The lower educational attainment services sector, which fared the worst during the pandemic, is forecast to return to its pre-pandemic levels during the first half of 2024 and exceed those levels by 1.1% by the end of that year. That expectation is rosier than for the state overall, where the outlook for those service jobs are 1.9% below their pre-pandemic levels by the end of 2024.
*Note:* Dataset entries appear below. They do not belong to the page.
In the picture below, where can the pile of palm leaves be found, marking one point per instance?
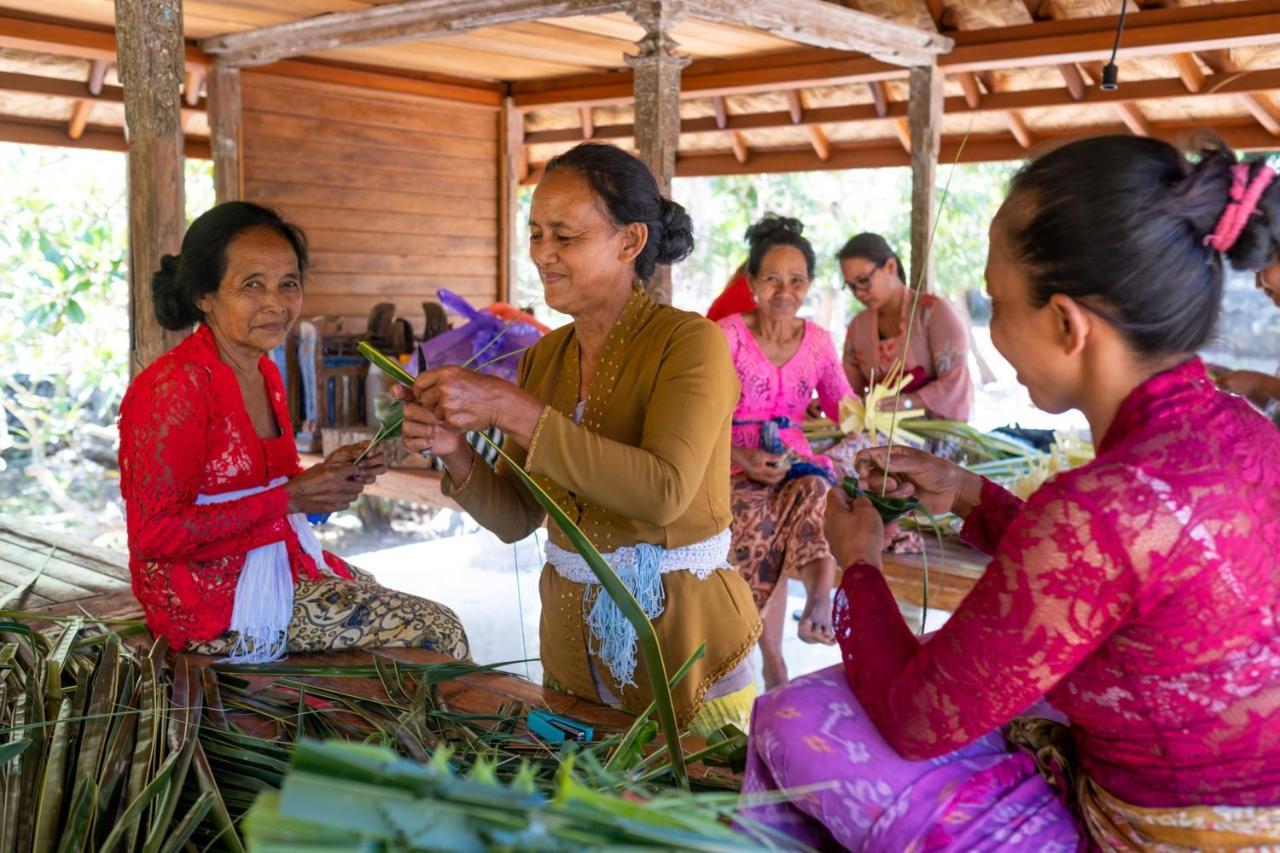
(110, 744)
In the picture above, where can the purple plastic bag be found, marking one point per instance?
(461, 345)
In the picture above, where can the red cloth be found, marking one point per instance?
(735, 299)
(1139, 593)
(184, 432)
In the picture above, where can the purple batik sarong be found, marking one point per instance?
(983, 797)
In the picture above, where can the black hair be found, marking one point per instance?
(199, 269)
(872, 247)
(1119, 223)
(777, 231)
(630, 194)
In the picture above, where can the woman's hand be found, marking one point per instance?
(328, 487)
(760, 465)
(1249, 384)
(369, 469)
(464, 400)
(904, 471)
(854, 529)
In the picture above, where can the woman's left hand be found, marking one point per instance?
(370, 468)
(854, 529)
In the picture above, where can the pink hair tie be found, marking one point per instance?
(1244, 200)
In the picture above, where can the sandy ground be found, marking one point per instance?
(493, 587)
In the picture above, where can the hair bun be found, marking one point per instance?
(676, 241)
(773, 224)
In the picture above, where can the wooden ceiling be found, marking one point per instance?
(515, 51)
(1023, 73)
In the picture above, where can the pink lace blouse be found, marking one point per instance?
(1139, 593)
(771, 392)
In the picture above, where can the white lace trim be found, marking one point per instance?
(699, 559)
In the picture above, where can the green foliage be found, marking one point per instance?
(64, 325)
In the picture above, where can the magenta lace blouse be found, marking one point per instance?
(1139, 593)
(771, 392)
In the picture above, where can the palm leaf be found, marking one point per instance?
(647, 638)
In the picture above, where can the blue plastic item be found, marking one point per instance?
(553, 728)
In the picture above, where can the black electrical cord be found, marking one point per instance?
(1110, 73)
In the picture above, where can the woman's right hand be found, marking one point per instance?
(327, 487)
(760, 465)
(938, 484)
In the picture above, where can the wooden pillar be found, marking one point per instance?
(657, 96)
(150, 60)
(512, 170)
(224, 129)
(924, 110)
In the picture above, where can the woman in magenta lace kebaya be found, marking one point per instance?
(1137, 594)
(780, 487)
(222, 555)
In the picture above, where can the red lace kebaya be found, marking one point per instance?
(1139, 593)
(184, 432)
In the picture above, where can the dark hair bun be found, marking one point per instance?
(173, 305)
(773, 226)
(677, 233)
(773, 231)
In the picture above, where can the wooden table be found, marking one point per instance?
(952, 573)
(76, 574)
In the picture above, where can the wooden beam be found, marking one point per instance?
(1134, 119)
(827, 24)
(657, 71)
(1018, 127)
(977, 149)
(795, 106)
(1052, 42)
(969, 86)
(78, 119)
(1189, 69)
(819, 141)
(721, 112)
(96, 137)
(512, 169)
(1139, 91)
(1262, 109)
(391, 23)
(67, 40)
(926, 124)
(225, 132)
(150, 64)
(191, 86)
(903, 128)
(440, 87)
(880, 97)
(97, 76)
(1073, 78)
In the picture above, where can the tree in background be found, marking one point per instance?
(64, 328)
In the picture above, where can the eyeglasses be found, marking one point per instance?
(863, 282)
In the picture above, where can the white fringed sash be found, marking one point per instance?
(264, 596)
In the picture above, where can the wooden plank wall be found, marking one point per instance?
(398, 194)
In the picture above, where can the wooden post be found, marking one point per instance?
(150, 58)
(224, 131)
(924, 113)
(657, 95)
(512, 169)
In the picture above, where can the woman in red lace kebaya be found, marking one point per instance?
(222, 555)
(1138, 593)
(780, 487)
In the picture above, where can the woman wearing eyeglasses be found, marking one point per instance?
(937, 347)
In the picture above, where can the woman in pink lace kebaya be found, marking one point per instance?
(780, 488)
(1137, 594)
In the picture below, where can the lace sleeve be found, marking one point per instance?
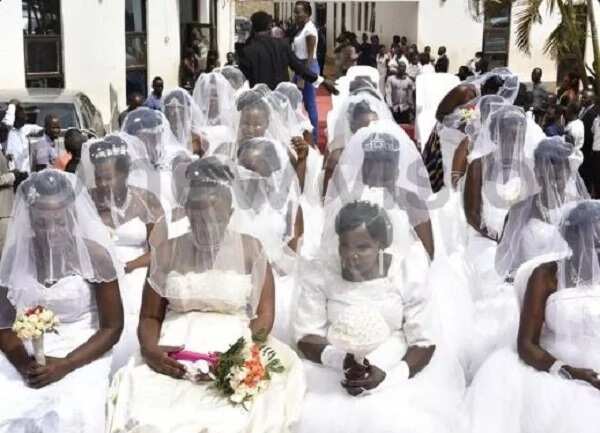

U-M economists say they are seeing a stronger recovery for the county than Michigan overall because of a relatively larger private sector that’s grown more quickly than the government sector, a tighter labor market and strong uptake in federal pandemic relief efforts designed to help small businesses continue to pay their workers. Oakland ranked first among Michigan counties on nearly every metric in the Paycheck Protection Program, including total funds, funds per resident, local jobs supported and total loan forgiveness.
In all, more than 1 in 5 of Michigan’s dollars from that program went to Oakland businesses.
The economists forecast the county’s average real wage to resume growth through 2024, finishing the period with an average wage of $71,700 in 2021 dollars, or about 7% above the pre-pandemic level. That’s despite inflation currently running at its fastest pace in 40 years.
They expect inflation to remain uncomfortably high in the near term as the recent spike in gas prices reinforces trends, though they note improving supply chains and contractionary fiscal and monetary policy should lead to some inflationary easing later this year.
Researchers also examined regional computer- and math-aided jobs and found the county and the rest of the Detroit metropolitan area has a slightly higher share of related jobs than the nation as a whole but the median wage for those occupations is well below the national average—even after adjusting for differences in the cost of living.
In order for the region “to remain the research brain” of an increasingly computerized automotive industry, economists say, leaders will need to make wages more competitive.
The 37th annual U-M forecast of Oakland County’s economy was hosted by the county’s Department of Economic Development.